Y entonces sonó María bonita, no en la versión que yo conocía sino en otra, pero a mí me gustó lo mismo, y canturreé acuérdate de Acapulco, de aquellas noches, María bonita, María del alma… Bailaba con los ojos cerrados. No quise abrirlos hasta el final de la canción, y mientras tanto me decía a mí misma que aquello era como un mensaje para mí. Que a lo mejor había logrado convertirme en la María que siempre había querido ser, la que hasta entonces sólo había sido unas cuantas horas al día y a escondidas.
La fiesta acabó cuando en la calle ya atardecía y los camareros tenían que preparar las mesas para el turno de noche. Varios de los invitados se habían marchado y los demás se demoraban en las despedidas. Mi madre seguía en su silla. Era la única que permanecía sentada, y yo había dejado de bailar pero ella seguía mirándome con el mismo odio que un rato antes. De repente comprendí por qué me odiaba. Por mi vestido. Por mi vestido beige, largo hasta los pies. Cogí el chal del respaldo y me cubrí los hombros. Me sentía como esas mujeres de las películas que corren a taparse cuando alguien las descubre bañándose en el río. Mi madre ni se movió. ¿De dónde lo has sacado? ¿El qué? ¡El vestido! De Almudena, dije. Es uno de los vestidos viejos de Almudena. No me mientas, dijo ella, Almudena nunca ha tenido un vestido así.
El coraje y la seguridad de media hora antes me habían abandonado por completo. Volvía a ser una niña, volvía a sentirme débil y acobardada, incapaz de plantar cara a mi madre, que se levantó por fin de su silla y me gritó: ¿Por qué no has ido últimamente a tus clases de ballet? De golpe comprendí que lo había adivinado todo. Que sabía lo de mi traición y que nunca me la podría perdonar. ¿Qué pensabas?, volvió a gritar, ¿que no me iba a enterar? Los pocos invitados que quedaban en el salón nos observaban incómodos pero ella no se arredró: ¡Lo sé todo! ¡Sé cómo eres por dentro! ¡Venderías a tu familia por un par de zapatos! ¡Eres igual que…! Mi madre no concluyó la frase y yo me armé de valor y dije: Dilo, di que soy igual que ella, igual que la tía Amalia. Mi madre se había negado a pronunciar su nombre y, al oírmelo decir a mí, no pudo contenerse y me dio una bofetada. Una bofetada fuerte y sonora en mi mejilla izquierda que, más que dolerme, me sorprendió: ella, pese a su mal carácter, nunca me había puesto la mano encima.

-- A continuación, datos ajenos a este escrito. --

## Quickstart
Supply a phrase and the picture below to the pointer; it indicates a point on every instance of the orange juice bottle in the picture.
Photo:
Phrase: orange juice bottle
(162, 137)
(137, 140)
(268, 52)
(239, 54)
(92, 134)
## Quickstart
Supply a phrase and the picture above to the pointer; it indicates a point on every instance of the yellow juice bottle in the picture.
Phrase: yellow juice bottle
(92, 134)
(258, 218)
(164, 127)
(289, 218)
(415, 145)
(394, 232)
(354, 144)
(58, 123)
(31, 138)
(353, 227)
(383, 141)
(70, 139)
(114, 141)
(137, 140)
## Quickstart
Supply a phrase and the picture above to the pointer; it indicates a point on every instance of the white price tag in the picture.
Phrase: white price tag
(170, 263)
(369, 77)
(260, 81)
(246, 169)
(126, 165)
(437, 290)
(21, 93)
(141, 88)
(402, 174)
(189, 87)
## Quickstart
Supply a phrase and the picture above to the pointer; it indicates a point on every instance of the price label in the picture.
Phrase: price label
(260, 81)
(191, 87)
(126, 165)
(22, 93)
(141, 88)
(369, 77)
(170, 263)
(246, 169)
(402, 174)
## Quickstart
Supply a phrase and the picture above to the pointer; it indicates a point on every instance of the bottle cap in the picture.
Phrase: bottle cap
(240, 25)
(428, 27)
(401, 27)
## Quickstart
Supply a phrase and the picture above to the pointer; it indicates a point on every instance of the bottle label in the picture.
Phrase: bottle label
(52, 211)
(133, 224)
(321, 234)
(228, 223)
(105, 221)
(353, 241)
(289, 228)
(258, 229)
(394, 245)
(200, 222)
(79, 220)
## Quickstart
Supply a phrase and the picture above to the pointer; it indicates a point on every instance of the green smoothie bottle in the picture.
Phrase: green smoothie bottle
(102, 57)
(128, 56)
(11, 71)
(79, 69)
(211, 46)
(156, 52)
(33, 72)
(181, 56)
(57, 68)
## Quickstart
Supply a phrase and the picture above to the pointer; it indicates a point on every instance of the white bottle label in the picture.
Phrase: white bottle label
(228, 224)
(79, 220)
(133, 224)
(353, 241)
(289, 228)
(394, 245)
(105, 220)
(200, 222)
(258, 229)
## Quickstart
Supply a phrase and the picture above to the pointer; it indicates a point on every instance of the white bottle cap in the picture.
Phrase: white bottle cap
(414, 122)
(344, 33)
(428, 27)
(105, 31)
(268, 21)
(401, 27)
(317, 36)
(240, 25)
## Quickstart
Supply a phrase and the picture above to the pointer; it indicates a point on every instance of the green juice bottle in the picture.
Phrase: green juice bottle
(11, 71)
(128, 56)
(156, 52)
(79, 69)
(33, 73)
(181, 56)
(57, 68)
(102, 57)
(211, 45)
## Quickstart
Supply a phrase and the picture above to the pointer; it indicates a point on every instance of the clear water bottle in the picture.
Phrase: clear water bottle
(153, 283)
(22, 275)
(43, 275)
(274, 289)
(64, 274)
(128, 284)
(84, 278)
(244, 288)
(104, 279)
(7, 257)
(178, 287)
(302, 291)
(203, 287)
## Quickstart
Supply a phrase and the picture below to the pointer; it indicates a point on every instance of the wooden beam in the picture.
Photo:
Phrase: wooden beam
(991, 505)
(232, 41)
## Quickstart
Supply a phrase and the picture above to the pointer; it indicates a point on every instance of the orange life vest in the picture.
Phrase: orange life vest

Algunos de los invitados trataron de intervenir, ¡señora, por favor!, y Josemi, que había salido a la calle a despedir a alguien, se acercó corriendo a mi madre y la agarró por el codo: ¿Se puede saber qué te pasa…? Entonces mi madre abrió su pequeño bolso pasado de moda y sacó uno de aquellos sobres de color verde claro. ¡Toma!, exclamó con rabia. ¡De parte de tu padre! ¡Gástatelo en lo que te parezca! Josemi cogió aquel sobre sin entender y sacó unos cuantos billetes, y mi madre volvió a clavar en mí su mirada. O sea que también eso lo sabía. Sabía lo del dinero y, sobre todo, sabía que yo lo sabía, y de repente, con aquel pelo despeinado y aquellos ojos brillantes, con aquel ceño fruncido y aquel gesto acusador, la vi como a una bruja horrible. Como a una de esas brujas horribles de los cuentos infantiles. Y fue tal el miedo que sentí que tuve que desviar la vista y salir de allí. Me metí en el cuarto de baño. Me remojé la cara, me miré en el espejo y me dije: No puedo más.